Already known for his expertise in climbing the more difficult peaks in England and glaciers in the Swiss Alps, it was while living at Boleskine that he would depart to undertake two historically significant mountaineering expeditions. The first was Chogo Ri, more commonly known as K2, in 1902 with his friend and climbing mentor, the famed mountaineer Oscar Eckenstein, inventor of the modern crampon. They would be forced back short of the peak due to a combination of inclement weather and health concerns. In 1905, he would lead a new expedition to Kanchenjunga, the third highest mountain in the world. The death of one of the team members, Alexis Pache, along with three porters in an avalanche would cause them to abandon this ascent. Neither of these peaks would be successfully conquered for another fifty years.

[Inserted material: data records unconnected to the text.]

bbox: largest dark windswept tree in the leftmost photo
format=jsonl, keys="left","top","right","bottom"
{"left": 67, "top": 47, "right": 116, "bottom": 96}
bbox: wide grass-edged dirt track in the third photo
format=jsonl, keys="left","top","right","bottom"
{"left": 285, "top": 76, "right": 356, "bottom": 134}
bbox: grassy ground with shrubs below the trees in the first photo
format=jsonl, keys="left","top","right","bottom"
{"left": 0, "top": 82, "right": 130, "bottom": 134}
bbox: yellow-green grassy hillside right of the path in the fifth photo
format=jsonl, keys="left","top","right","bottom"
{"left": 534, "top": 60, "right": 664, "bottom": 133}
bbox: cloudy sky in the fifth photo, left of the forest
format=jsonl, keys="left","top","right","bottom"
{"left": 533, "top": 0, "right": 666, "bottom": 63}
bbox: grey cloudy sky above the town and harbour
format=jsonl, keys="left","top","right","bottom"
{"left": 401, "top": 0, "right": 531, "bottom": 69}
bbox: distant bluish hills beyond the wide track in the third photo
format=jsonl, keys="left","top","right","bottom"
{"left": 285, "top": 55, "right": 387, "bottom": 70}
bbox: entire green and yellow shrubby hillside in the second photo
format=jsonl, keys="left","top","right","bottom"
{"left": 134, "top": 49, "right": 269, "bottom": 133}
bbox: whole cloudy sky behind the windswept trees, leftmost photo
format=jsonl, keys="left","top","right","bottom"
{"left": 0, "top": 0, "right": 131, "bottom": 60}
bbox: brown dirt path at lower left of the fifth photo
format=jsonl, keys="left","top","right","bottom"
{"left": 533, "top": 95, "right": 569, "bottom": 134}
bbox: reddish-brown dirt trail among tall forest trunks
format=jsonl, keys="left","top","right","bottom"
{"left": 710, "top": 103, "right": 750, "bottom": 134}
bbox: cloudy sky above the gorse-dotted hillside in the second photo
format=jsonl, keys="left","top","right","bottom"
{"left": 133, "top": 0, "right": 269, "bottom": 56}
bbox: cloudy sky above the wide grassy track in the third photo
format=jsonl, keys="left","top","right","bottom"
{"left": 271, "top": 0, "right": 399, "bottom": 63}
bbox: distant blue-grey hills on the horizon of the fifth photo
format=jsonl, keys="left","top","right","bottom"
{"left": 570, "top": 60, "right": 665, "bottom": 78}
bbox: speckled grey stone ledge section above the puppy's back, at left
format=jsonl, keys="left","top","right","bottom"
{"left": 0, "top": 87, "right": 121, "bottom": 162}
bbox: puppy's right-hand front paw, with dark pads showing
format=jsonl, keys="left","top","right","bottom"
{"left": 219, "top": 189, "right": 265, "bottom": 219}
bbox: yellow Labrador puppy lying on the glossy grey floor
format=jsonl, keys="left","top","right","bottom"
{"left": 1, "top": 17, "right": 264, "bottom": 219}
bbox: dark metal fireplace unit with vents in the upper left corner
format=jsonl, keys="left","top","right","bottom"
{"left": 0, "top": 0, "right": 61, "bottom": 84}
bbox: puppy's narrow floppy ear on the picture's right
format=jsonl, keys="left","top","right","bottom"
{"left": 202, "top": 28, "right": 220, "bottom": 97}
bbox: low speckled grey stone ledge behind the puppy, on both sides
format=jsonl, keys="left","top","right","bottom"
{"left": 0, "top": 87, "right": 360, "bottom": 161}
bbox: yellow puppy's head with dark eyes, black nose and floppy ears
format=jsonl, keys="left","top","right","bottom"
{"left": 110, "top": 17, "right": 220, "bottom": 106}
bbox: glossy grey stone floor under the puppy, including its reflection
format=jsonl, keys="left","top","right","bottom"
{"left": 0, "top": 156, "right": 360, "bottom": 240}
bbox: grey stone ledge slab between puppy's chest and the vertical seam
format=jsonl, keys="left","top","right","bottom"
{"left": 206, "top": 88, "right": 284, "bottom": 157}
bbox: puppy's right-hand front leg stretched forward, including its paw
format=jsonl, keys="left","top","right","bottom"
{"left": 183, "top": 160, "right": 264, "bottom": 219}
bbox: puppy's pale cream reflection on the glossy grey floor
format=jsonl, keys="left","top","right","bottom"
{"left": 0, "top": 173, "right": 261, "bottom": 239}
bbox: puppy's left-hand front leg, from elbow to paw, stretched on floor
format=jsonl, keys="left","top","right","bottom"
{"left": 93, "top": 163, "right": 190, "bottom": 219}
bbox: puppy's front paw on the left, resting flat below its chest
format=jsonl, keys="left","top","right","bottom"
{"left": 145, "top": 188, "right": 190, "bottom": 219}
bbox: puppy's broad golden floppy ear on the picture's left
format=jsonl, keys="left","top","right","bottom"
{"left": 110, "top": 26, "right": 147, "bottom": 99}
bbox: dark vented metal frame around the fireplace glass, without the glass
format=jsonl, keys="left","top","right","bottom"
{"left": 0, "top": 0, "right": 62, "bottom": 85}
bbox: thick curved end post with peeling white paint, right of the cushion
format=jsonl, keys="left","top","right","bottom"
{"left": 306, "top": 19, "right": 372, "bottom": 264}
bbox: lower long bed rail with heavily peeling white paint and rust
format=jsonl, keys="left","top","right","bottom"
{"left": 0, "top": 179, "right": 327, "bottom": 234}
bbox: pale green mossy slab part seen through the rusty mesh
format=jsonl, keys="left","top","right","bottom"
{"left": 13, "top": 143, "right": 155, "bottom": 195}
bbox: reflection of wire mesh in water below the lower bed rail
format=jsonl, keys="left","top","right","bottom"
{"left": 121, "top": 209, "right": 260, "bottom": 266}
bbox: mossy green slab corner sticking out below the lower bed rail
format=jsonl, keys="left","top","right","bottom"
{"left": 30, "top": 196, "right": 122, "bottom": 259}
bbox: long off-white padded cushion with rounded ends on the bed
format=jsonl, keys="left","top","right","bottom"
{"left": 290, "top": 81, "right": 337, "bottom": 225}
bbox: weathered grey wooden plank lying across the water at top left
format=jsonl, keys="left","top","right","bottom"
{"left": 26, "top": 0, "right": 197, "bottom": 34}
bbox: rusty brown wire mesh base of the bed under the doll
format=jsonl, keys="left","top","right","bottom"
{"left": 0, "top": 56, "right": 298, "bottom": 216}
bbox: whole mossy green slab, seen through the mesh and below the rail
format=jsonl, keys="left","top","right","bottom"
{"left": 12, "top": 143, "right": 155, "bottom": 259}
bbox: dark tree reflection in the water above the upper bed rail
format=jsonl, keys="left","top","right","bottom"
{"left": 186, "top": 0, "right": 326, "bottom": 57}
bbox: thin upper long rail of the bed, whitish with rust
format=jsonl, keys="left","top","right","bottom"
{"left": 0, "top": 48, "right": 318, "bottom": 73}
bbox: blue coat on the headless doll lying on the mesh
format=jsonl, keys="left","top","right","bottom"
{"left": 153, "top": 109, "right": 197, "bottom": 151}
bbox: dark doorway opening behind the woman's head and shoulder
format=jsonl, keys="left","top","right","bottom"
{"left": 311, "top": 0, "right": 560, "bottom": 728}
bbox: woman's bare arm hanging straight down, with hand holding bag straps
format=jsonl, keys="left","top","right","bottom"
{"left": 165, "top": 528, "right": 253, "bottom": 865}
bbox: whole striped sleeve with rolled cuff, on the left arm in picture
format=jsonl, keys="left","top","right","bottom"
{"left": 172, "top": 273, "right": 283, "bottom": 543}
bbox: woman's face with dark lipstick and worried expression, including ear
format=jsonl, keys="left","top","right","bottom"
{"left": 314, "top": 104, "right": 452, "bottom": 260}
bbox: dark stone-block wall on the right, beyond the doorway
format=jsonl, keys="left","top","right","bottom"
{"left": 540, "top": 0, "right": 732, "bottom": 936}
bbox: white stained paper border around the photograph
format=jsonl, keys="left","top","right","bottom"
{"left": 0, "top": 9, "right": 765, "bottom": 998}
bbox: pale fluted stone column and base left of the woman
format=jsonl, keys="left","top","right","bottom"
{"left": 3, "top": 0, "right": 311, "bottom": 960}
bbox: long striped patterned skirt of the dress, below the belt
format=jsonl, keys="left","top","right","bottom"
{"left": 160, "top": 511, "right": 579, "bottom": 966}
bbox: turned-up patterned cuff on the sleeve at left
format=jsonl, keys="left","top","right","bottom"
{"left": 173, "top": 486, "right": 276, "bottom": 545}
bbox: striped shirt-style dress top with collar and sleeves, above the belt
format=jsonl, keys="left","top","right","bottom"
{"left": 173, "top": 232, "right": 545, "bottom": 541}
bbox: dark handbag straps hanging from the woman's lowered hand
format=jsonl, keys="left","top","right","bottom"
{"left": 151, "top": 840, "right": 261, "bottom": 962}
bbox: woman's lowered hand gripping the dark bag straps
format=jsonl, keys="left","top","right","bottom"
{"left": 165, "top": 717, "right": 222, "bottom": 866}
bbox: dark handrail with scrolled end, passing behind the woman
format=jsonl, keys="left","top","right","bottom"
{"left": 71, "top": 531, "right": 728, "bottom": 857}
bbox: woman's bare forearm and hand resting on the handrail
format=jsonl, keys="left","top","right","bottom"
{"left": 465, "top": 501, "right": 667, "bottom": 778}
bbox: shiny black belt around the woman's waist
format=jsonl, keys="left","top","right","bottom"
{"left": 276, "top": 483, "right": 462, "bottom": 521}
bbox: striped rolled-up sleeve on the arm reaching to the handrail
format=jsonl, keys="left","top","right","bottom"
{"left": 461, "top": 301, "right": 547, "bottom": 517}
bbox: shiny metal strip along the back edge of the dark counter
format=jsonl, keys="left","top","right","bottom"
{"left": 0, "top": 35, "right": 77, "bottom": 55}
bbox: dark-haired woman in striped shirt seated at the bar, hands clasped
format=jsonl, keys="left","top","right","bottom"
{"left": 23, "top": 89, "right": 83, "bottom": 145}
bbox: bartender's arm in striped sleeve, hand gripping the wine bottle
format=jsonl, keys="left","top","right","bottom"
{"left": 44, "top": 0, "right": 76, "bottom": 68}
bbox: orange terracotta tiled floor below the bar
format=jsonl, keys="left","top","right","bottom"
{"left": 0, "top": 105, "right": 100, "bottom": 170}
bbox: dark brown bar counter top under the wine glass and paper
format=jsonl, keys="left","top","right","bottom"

At the beginning of the First World War, Crowley would leave for America in 1914 in hopes to stay far away from what appeared to be a devastating European war ahead. He left Boleskine to the care of friends and acquaintances, and would ultimately deliver the ownership of the home to the fraternal organisation he headed at the time, the Ordo Templi Orientis. However, the economic stress of the war would necessitate the sale of the estate in 1918, much to Crowley’s eternal dismay. He would consider Boleskine House to be an important landmark for the rest of his life even after his ownership simply because it was the location where the “Sacred Magic of Abramelin” was attempted.
Black Magician or Quirky Jester?
Many biographies on Crowley have been written, the most recent well-researched works include Perdurabo by Richard Kaczynski and
several authored by Tobias Churton. These biographies show Crowley as an artistically-spirited and well-humoured eccentric personality. He often took on different personas, whether he was attempting to embody the spirit or soul of an image for a specific intent or simply indulging in exoticism for its own sake. During his ownership of Boleskine, he referred to himself as “Laird Boleskine.” As a teacher of yoga, he called himself “Mahatma Guru Sri Paramahansa Shivaji,” and during his travels in Cairo in 1904, he took the pseudonym “Prince Chioa Khan,” dressing in a lavish silken jacket and wearing a long oriental beard. He even gave his own “Winston Churchill” impression in his later years.
In short, despite many of the popular portrayals of him in popular culture as a diabolical villain, Crowley was in fact a quirky artistic intellectual who lived a lifestyle that undoubtedly deviated from the mainstream culture at the time.